VIA “blog.reuters.com” by Hugo Dixon
Greece desperately needs a quick fix. Time is running so short that a deal is needed in the next few days to stop Athens going bust. That will be, at best, a short-term patch-up while a long-term programme is worked out.
Compromise is needed by both Greece’s radical new leftist government and its euro zone creditors to avoid a disaster. It won’t be easy. Greece will default on its debts in around a month’s time unless it can find a new source of cash to repay loans owed to the International Monetary Fund (IMF). Meanwhile, the banks, which are relying on emergency liquidity assistance (ELA) from the country’s central bank, are at risk of deposit flight.
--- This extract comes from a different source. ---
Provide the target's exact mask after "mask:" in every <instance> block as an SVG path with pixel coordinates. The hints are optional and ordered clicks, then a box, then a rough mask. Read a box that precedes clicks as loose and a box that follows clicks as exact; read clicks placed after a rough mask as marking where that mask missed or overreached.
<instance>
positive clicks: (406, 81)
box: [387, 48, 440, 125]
Athens and its creditors are so far apart on how the economy should be managed that there is no hope of rapidly reaching a new long-term deal. The top priority is therefore to find a way of getting over the immediate hump.
There was a glimmer of hope that this might be possible last week when Alexis Tsipras, Greece’s prime minister, agreed that representatives from the European Commission, the European Central Bank and the IMF could come to Athens to identify areas of common ground. This trio, formerly known as the troika, is now called the “institutions” because the Greeks are hostile to the troika, for which they blame much of their misery.
It seems that the meetings with the three “institutions” merely identified how big a gap there is between the two sides. The new government wants to reverse labour reforms, cancel the agreed privatisation programme, and reduce the planned budget squeeze.
The action now moves to a meeting of euro zone finance ministers set for Feb. 16. If no deal is possible, the so-called Eurogroup might meet again later in the week. The only workable way forward is to extend the current bailout programme, which terminates at the end of February. The snag is that this is anathema to Tsipras and his Syriza party, which detest the programme as much as they do the troika. Still, since extending the programme seems the only game in town, some way must be found of bridging the gap.
One option could be to revive the idea of a “moratorium” which was floated in a Greek paper close to Syriza a week ago. This would involve Tsipras promising neither to reverse the previous reforms nor to press ahead with controversial measures of his own while talks on a longer-term deal continue. Because Athens wouldn’t be implementing the current programme, it would not get any more cash from its creditors until and unless a long-term deal had been cut. But it would be allowed to sell a few more billion euros of treasury bills to its banks in order to avoid default. At the same time, the ECB would restore its safety net to Greek banks so that they no longer have to rely on ELA. That would diminish the risk of a bank run.
Such a moratorium wouldn’t satisfy the extreme left wing of Syriza, as it would be seen as a partial climbdown. But Tsipras may be able to overrule the extremists, arguing that his promises have not been abandoned, only shelved for the time being.
Hard-line members of the Eurogroup will also find it hard to swallow a moratorium because Greece wouldn’t be implementing all the things the previous government had promised. But at least it wouldn’t be moving backwards. What’s more, it is only reasonable to allow the new government time to see if it can strike a new deal. So hopefully some short-term fix can be agreed.
Even if some breathing space is found, negotiators face an Olympian task to secure a long-term pact. If all Greece needed was some relief on its massive debt mountain, it wouldn’t be so hard to agree a deal. Athens could be given an even longer grace period before it has to start repaying loans to other euro zone countries.
Unfortunately, Greece also needs new cash to repay some bonds held by the ECB and the loans it owes the IMF. And the euro zone countries and the IMF won’t lend it more money unless it comes up with a viable economic plan.
Indeed, it is hard to see the euro zone pumping in more cash if Athens cancels the privatisation programme that is supposed to fill part of its funding gap – or if Tsipras unwinds the labour reforms that have started to restore Greece’s competitiveness – or if he spends large sums of money to fulfil his election promises.
The talks will be particularly difficult because the Greek economy has started to suffer again and tax receipts have fallen as a result of the political uncertainty. So even if Athens and its partners get over the immediate hump, Tsipras will in a few months again face a choice over whether he wants to perform a U-turn or suffer a bankruptcy that could drive Greece out of the euro.
The good news is that the prime minister is so popular that he might be able to sell such a somersault (or what the Greeks call a “kolotoumba”) to the voters, perhaps by holding a referendum or a second election. But Tsipras’ popularity cuts both ways. He might also feel strong enough to sell his supporters a policy of quitting the euro.